Although we moved on, we kept in touch from time to time. Over the next seven years, he found a partner in which he had built a life with. He also found out he had a daughter from a previous relationship. I was so happy he found her. Gary loved children. I passed the bar exam and was working on building my career as an attorney. We had some very hard times dealing with each other but we made peace with the past. We were able to talk as friends. We still had the occasional debate. I was very proud of him when he enrolled in college. He had an interest in philosophy. The last time I talked to him was June 6, 2020. His dad crossed my mind and I reached out. He was working part time in security. Like all of us, he was tired of being at home because of the quarantine.

I received a text message on July 17, 2020 around 10:50 am that Gary passed away that morning. I immediately began sobbing. I could not believe it. He had succumbed to COVID 19. He was 42.

All the memories we shared came rushing back like a flood. We talked about getting married. Gary was the only man that I celebrated Valentines Day with. He is the reason why I made Houston home. Gary was not only my last real boyfriend, but he was my ONLY adult relationship. Gary was the first and only for a lot of pivotal moments in my life relationship wise. Although we had some bad times, we also had some good ones.

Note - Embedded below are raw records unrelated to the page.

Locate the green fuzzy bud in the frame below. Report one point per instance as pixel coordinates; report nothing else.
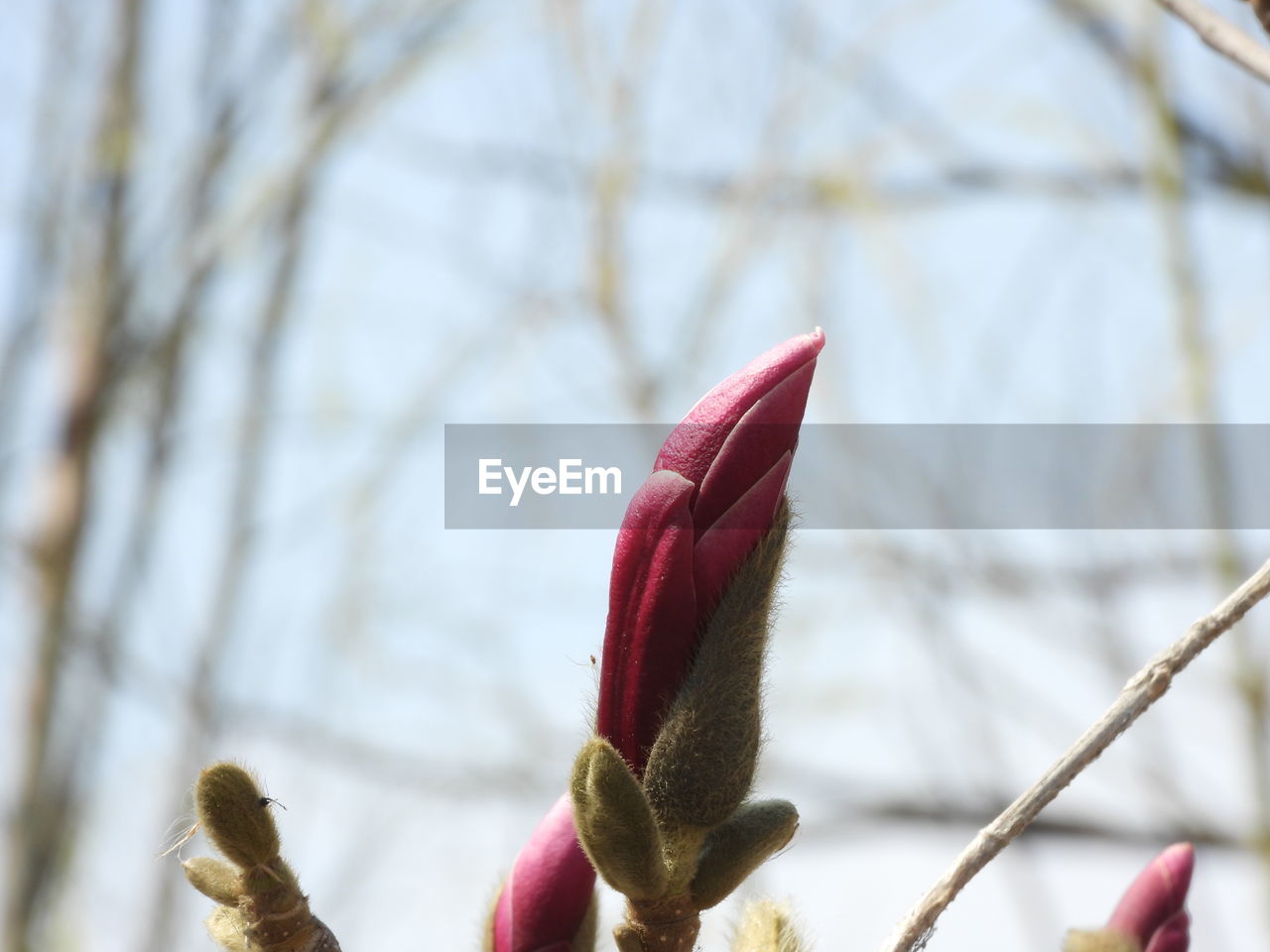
(766, 927)
(584, 939)
(739, 846)
(214, 879)
(615, 821)
(702, 763)
(235, 815)
(1098, 941)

I didn’t realize how much his presence influenced my life. Because we crossed paths on that fateful day in 2008, I ended up planting roots in a city where I never planned to stay. I became a Texas lawyer. I was adopted into a family that loved me like I was their own, even after we broke up. Through his family, I was reintroduced to God. Because I stayed in Houston, I was only six hours away from my home state, Arkansas. Being in Houston allowed me to reconnect with a person that serves as a safe space for me to work out my emotional issues. Working through those issues led me to the discovery of who I really was. Although I have been single since we last broke up, I discovered happiness and developed a passion for encouraging single women to be happy regardless of their relationship status. I literally evolved into the woman I am today and he played a bigger role that I never realized until he passed away.

Sometimes people do not come into your life to stay. They come to spark a match and light the way to your destiny. Ultimately, that is what Gary did for me. I learned so many lessons stemming from our time together. I saw all parts of myself. Gary played a integral role in my life journey.

Gary: this is my eulogy of gratitude. Thank you for walking in Starbucks that day. Thank you for opening up your family to me. Thank you for being a catalyst to my destiny. You were loved by many. Rest well.